Welcome to WebmasterWorld Guest from 107.21.183.163

Forum Moderators: phranque

Message Too Old, No Replies

A Theory of Indexing - G. Salton

     

NFFC

10:14 am on Jan 20, 2001 (gmt 0)

WebmasterWorld Senior Member nffc is a WebmasterWorld Top Contributor of All Time 10+ Year Member



A Theory of Indexing - G. Salton

Tedster said elsewhere:

<quote>
I poked around a bit. It looks like Gerard Salton died in 1996. He was the first and principal person to promote the concepts of Inverse Document Frequency (IDF) and Term Frequency (TF) for automated information retrieval systems.
Whenever I read about search engine algorithms, these terms are everywhere. Looks like this is our roots."
</quote>

Recommended reading for anyone looking for a deeper understanding of information retrieval.

Search for it here [cs-tr.cs.cornell.edu]

tedster

1:16 pm on Jan 21, 2001 (gmt 0)

WebmasterWorld Senior Member tedster is a WebmasterWorld Top Contributor of All Time 10+ Year Member



In a report on a search engine conference held last year, I read this:

<quote>"We can no longer predict what's going to happen with relevancy ranking—it's gotten beyond us at this point." This is because Northern Light allows some relevance factors to be at odds with each other (for example, a new document with timely, fresh information vs. a popular document that's been on the Web for years).</quote>

That fits right in with some of the other pieces I'm starting to put together.
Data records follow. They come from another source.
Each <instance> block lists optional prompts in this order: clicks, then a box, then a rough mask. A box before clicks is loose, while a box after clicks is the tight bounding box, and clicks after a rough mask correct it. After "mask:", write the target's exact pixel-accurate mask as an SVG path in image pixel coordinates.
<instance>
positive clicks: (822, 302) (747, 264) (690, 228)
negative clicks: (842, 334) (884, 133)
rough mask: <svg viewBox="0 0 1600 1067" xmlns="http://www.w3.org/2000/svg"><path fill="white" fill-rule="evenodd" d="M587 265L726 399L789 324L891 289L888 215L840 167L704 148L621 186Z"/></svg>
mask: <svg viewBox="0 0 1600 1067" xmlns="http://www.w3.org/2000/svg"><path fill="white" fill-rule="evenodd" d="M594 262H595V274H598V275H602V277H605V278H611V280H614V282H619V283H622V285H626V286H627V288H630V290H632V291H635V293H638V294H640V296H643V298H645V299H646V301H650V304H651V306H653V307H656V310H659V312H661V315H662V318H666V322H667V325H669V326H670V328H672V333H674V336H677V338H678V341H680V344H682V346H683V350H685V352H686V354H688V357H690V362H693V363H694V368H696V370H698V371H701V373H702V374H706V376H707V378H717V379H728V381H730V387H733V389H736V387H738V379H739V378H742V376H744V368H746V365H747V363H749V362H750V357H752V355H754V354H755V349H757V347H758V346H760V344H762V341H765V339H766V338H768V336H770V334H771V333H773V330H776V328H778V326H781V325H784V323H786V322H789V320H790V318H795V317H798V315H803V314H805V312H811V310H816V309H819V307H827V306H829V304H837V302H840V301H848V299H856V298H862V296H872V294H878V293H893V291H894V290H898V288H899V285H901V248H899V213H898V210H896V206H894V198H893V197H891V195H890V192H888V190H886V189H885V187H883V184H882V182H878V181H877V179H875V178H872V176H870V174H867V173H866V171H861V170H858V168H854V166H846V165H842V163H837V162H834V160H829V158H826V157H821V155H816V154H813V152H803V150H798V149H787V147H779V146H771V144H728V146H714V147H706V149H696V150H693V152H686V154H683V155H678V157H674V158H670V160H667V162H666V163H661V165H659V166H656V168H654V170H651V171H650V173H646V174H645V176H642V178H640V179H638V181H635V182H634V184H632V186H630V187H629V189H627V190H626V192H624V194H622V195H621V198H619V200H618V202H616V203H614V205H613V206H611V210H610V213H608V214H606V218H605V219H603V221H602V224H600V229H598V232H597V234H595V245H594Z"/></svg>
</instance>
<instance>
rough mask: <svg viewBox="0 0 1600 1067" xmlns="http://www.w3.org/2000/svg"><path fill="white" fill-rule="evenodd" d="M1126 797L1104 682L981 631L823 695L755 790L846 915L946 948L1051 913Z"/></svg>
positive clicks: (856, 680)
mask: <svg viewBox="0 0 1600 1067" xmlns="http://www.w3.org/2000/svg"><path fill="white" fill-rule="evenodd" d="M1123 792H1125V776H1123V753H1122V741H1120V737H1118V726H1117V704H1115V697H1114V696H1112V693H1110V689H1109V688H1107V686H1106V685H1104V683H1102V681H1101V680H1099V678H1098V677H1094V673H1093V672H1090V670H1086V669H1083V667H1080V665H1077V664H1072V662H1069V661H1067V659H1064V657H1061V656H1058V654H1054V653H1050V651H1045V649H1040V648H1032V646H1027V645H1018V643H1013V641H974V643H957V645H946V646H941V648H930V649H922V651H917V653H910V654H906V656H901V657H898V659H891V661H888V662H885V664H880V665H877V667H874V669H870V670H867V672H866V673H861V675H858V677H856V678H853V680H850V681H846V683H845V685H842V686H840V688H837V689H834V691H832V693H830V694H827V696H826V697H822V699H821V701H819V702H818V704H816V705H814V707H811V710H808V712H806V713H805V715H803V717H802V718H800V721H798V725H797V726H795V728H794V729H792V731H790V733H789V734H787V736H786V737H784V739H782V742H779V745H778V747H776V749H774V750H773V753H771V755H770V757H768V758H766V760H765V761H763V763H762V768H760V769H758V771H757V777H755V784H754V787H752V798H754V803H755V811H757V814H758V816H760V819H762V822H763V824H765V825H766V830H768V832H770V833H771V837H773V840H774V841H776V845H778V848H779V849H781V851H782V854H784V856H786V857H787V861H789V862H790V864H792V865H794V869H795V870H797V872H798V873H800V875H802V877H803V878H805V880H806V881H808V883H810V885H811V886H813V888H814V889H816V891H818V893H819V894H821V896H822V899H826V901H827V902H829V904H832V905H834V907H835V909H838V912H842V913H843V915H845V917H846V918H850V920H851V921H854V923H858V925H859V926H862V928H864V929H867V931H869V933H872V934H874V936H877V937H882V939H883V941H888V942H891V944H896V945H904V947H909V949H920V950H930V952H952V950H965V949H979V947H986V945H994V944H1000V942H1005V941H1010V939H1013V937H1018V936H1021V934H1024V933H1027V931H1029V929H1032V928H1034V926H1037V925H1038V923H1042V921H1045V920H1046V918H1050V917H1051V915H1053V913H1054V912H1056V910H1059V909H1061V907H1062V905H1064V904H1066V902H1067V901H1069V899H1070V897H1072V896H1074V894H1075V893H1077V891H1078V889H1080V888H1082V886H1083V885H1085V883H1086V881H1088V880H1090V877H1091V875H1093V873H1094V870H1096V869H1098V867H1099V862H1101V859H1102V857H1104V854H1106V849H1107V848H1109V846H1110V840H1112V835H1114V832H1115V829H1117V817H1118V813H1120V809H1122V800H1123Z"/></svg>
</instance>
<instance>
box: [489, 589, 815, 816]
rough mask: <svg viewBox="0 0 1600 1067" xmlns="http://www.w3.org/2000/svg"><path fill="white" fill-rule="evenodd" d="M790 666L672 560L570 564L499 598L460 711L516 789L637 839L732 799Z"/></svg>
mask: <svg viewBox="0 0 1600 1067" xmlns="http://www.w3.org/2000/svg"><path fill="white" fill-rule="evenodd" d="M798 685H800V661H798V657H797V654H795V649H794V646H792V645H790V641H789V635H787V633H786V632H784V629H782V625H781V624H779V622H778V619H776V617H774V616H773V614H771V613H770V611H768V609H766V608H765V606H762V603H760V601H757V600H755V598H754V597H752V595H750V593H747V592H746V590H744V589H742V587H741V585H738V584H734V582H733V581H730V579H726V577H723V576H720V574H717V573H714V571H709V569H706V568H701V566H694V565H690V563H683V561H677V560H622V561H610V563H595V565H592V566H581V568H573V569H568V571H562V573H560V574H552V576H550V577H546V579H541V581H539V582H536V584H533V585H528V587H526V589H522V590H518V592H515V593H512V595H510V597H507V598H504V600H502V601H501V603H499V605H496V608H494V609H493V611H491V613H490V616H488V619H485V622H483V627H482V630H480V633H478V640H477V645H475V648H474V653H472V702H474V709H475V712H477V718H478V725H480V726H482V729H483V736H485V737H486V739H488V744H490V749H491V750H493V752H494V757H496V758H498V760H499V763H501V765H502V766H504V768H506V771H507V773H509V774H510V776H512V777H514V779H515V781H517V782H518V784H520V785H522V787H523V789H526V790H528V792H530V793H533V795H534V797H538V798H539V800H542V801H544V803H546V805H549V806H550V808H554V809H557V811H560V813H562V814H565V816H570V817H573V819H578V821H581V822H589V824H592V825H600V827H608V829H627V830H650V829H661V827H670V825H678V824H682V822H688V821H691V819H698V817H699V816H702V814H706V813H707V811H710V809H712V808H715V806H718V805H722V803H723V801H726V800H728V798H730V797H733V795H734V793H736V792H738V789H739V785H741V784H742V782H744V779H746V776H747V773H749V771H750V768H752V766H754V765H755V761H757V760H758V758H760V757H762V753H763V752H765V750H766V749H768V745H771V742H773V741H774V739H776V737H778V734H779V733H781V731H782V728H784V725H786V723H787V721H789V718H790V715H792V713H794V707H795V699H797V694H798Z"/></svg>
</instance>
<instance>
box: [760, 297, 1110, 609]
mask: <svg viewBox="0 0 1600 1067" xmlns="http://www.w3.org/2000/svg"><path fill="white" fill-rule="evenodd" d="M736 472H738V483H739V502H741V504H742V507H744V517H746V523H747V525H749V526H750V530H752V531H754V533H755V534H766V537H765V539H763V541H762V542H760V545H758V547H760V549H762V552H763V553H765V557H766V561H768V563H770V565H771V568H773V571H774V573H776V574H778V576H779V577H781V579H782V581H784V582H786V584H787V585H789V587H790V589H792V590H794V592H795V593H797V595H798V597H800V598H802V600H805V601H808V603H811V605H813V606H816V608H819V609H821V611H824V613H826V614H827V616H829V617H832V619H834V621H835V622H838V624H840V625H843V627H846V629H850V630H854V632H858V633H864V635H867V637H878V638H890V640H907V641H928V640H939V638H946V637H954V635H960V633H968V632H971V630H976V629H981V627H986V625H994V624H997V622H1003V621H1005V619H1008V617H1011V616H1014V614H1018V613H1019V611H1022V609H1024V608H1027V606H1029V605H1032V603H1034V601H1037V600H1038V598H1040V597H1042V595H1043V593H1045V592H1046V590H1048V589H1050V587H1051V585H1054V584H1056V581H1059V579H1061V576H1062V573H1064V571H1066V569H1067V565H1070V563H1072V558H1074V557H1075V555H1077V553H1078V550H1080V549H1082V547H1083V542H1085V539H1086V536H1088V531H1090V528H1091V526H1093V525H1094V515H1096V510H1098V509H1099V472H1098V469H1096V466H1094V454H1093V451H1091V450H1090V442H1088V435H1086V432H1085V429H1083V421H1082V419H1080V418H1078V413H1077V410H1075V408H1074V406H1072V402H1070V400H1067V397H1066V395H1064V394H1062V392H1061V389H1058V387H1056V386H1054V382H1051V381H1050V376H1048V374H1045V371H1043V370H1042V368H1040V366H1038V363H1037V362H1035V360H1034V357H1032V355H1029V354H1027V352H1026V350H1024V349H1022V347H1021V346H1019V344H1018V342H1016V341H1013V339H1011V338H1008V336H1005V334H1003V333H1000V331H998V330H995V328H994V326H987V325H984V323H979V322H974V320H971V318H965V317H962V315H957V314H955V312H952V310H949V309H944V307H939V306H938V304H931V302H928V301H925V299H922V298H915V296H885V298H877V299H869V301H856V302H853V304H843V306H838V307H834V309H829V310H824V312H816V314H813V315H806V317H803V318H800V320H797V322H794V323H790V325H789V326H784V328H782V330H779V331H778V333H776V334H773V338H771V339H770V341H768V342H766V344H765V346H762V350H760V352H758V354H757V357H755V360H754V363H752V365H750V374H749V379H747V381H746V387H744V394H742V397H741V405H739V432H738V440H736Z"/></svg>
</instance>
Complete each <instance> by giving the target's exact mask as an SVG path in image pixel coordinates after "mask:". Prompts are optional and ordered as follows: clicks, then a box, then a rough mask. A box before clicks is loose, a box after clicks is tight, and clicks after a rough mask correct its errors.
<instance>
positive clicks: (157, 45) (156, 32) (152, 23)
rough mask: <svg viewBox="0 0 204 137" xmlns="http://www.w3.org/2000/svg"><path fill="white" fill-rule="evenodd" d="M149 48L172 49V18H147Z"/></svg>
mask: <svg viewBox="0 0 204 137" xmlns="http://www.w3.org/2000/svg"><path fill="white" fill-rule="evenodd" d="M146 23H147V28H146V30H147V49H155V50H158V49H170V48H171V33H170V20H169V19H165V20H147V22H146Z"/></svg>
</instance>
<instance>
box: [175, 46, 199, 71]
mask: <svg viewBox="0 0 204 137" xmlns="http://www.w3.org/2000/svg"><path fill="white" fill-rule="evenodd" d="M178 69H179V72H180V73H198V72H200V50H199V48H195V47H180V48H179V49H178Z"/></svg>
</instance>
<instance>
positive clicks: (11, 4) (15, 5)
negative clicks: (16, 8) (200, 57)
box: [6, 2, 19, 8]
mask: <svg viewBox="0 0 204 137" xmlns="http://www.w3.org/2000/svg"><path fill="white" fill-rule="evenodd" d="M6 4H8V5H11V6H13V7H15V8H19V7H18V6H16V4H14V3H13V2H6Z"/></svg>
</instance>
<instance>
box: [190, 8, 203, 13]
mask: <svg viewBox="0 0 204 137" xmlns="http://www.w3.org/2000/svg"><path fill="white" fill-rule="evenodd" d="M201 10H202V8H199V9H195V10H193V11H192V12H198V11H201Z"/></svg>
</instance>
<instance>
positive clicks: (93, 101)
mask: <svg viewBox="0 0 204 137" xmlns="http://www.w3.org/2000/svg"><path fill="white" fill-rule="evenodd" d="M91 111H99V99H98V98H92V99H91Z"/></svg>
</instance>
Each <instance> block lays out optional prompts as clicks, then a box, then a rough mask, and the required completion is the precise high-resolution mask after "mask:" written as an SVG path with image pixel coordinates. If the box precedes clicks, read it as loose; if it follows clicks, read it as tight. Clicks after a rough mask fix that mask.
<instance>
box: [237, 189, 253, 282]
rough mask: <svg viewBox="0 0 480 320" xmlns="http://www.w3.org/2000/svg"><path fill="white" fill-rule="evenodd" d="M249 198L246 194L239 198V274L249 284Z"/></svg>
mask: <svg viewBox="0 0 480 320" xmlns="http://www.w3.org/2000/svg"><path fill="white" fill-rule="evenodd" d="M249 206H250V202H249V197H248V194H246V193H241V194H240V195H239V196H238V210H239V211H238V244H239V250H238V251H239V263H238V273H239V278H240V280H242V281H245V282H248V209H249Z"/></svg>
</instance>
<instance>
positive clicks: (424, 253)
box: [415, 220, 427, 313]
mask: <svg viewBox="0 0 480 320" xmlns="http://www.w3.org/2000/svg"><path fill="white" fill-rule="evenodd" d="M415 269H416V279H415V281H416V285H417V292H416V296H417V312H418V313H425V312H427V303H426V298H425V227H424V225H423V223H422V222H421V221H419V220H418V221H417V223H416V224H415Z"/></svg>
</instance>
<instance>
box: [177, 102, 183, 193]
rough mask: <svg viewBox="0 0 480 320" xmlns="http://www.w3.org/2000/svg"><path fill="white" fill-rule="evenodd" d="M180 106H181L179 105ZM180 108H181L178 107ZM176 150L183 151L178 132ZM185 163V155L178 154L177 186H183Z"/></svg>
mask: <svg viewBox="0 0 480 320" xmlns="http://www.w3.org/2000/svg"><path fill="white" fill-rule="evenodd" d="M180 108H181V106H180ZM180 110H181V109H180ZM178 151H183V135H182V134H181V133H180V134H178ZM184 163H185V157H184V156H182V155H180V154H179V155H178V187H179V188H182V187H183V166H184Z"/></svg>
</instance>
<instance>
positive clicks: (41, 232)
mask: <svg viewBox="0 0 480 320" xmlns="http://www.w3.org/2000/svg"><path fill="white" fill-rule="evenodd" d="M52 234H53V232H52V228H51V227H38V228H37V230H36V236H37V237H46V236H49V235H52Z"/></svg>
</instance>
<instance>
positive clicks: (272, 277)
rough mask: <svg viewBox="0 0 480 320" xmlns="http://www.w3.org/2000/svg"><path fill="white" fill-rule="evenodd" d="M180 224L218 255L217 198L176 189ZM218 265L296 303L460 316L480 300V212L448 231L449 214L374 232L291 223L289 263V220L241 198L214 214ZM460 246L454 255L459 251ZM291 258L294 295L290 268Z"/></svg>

Here's my working thesis: Information Retrieval (IR), such as Salton helped to develop, was the first approach to web indexing and search. More recently there is a movement to also use various linguistic tools from the field of Document Retrieval (DR). I'm learning that DR is a wildly different discipline from IR -- in many ways, its methods are even in opposition.

Where IR ranks relevance on a spectrum, DR looks for a match, either yes or no. DR is related to natural language, and meaning. This may be a piece of what the Teragram Corp is working on with Alta Vista, for instance.

What, exactly, will this mean? Like the above quote says, "we can no longer predict."

I just started reading this online book [dcs.gla.ac.uk] by C.J. van Rijsbergen at the University of Scotland. Besides doing a linear read, you can click on "Index" and get a huge list of concepts, then pop around to the pages which address those concepts. Mighty helpful, and a nice reference for these sometimes obscure terms.

NFFC

9:05 pm on Feb 28, 2001 (gmt 0)

WebmasterWorld Senior Member nffc is a WebmasterWorld Top Contributor of All Time 10+ Year Member



Just bumping this one back up in case anyone missed it!

It really is well worth taking the effort to read any paper by Gerard Salton, A Theory of Indexing is a good place to start.